Those fans gave Parker a long and warm ovation. It was much different from his final days with the Pirates in 1983 when fans threw batteries at the superstar right fielder.

The love the fans showered Parker with proves that time does heal all wounds and bygones can become bygones. It is a valuable lesson for us all.

I’ve been blessed in my baseball writing career to have met many players from that 1979 team and, in some cases, become friends with them. The 60-year-old me understands it is just part of my profession. The baseball-crazed 15-year-old me would have fainted in the presence of many heroes of my adolescence.

I was closer to being 15 than 60 on Saturday — without pushing the limits of crossing over from objective reporter to fanboy.

It was great fun to talk with those players on Saturday. There was reminiscing about that 1979 season and that era of baseball in general. And there was lots of talk about grandchildren.

There was also talk about today’s game and the state of the Pirates, who haven’t been back to the World Series since 1979 or won a division title since 1992. Much of the conversation about the current game was off the record as the former players did not want to insult their hosts.

Most of them are unhappy with the state of the game and, no, it has nothing to do with money. It’s the lack of fundamentals, the preponderance of lackadaisical play, the fascination with Statcast metrics and the general lack of feel for the game by players and executives.

And that’s why Saturday’s celebration had a bit of a melancholy feel.

Every player I talked with said they could not believe it had been 45 years in October since the Pirates rallied from a 3-1 deficit to beat the Baltimore Orioles in seven games. Just as hard to believe is that the Pirates haven’t been back to the World Series since then.

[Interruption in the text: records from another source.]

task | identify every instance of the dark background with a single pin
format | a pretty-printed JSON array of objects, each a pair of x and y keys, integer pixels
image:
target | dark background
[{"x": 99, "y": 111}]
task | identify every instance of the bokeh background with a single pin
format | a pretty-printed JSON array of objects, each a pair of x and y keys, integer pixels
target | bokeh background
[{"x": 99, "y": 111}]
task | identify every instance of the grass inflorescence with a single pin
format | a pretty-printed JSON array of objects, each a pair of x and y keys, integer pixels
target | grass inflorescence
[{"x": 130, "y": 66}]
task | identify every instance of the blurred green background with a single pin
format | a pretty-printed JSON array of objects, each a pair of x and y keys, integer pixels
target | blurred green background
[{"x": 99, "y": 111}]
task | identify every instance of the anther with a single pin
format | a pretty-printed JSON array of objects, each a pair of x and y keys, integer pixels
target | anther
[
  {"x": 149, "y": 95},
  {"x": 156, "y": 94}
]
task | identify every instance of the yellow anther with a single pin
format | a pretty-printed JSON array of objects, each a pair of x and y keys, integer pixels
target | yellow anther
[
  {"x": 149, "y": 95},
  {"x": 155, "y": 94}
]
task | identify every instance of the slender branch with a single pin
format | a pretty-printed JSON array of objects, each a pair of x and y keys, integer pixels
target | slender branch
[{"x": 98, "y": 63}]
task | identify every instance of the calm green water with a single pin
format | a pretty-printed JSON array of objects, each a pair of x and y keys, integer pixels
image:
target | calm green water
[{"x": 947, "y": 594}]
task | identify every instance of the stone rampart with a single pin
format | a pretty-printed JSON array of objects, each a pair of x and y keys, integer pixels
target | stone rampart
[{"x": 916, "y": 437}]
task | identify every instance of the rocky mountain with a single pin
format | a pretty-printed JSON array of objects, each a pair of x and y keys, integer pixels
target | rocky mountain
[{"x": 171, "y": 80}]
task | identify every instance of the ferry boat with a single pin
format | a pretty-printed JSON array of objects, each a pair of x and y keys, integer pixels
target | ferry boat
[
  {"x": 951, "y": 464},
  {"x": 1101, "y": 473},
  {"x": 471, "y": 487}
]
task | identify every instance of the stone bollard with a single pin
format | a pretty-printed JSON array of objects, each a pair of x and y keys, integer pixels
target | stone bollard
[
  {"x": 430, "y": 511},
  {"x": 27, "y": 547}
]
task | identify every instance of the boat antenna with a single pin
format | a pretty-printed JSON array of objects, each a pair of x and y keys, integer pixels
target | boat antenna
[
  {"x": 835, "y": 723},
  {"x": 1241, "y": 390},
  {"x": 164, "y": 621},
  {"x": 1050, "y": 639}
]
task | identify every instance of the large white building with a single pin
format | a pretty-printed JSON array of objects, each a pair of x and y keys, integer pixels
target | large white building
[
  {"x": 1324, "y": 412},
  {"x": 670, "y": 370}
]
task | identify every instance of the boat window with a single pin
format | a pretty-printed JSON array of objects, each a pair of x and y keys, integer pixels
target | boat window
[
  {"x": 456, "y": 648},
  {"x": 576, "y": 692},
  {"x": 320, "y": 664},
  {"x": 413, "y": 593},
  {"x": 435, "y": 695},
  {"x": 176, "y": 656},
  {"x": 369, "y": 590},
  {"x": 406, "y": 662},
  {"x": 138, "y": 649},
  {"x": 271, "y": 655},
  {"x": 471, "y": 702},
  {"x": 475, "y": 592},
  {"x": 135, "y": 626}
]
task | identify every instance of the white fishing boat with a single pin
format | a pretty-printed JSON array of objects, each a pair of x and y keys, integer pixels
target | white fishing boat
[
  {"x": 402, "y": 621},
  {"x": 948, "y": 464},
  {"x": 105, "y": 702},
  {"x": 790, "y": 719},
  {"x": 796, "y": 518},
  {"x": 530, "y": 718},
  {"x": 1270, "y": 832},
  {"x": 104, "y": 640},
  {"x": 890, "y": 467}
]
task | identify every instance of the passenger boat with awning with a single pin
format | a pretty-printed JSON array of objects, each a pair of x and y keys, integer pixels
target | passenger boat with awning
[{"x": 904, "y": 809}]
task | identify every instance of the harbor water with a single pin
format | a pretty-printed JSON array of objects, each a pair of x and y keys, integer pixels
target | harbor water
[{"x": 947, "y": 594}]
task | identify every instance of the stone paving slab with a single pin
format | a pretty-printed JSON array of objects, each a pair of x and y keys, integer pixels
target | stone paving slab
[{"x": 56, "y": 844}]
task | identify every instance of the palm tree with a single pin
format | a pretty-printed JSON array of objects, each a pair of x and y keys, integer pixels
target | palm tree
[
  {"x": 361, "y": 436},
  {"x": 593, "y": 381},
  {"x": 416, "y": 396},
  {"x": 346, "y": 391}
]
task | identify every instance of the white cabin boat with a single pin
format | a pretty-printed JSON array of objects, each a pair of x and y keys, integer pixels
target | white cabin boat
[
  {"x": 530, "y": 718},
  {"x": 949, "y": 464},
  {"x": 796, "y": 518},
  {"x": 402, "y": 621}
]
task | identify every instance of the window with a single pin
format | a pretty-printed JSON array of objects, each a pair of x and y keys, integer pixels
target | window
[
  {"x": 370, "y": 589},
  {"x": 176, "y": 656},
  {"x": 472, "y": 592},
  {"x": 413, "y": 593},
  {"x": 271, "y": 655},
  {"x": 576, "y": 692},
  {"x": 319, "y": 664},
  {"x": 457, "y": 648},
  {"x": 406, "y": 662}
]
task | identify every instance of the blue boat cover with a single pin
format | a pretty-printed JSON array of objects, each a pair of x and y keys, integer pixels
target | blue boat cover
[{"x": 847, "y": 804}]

The last two generations of Pirates’ fans have learned to accept losing. Yet for the men who wore the uniform 45 years ago, the idea that the Pirates could finish with a losing record in 27 of the last 31 seasons is unfathomable.

“It doesn’t seem that long ago that we won it,” Candelaria said. “But we’ve sure as hell waited a long time for the next one.”

This doesn’t seem like the year for the Pirates to break the drought. Despite impressive wins over the World Famous Braves the last two days, their record is just 25-28. Often, it feels like the franchise is at least another 4.5 decades away from their next Fall Classic appearances.

One thing that gives the old-timers hope is the Pirates’ talented trio of homegrown starting pitchers — Paul Skenes, Jared Jones and Mitch Keller.

“We had a great offense,” Foli said of the 1979 team. “We could outscore teams in the regular season but once we got to the National League Championship Series and World Series, pitching was the reason we won. You’ve got to have great pitching to win a World Series. That’s why I don’t think (the Pirates) are far off.”

Pirates fans can only hope Foli is right.

They have waited a long time for another World Series. On a festive day, that point was still driven home.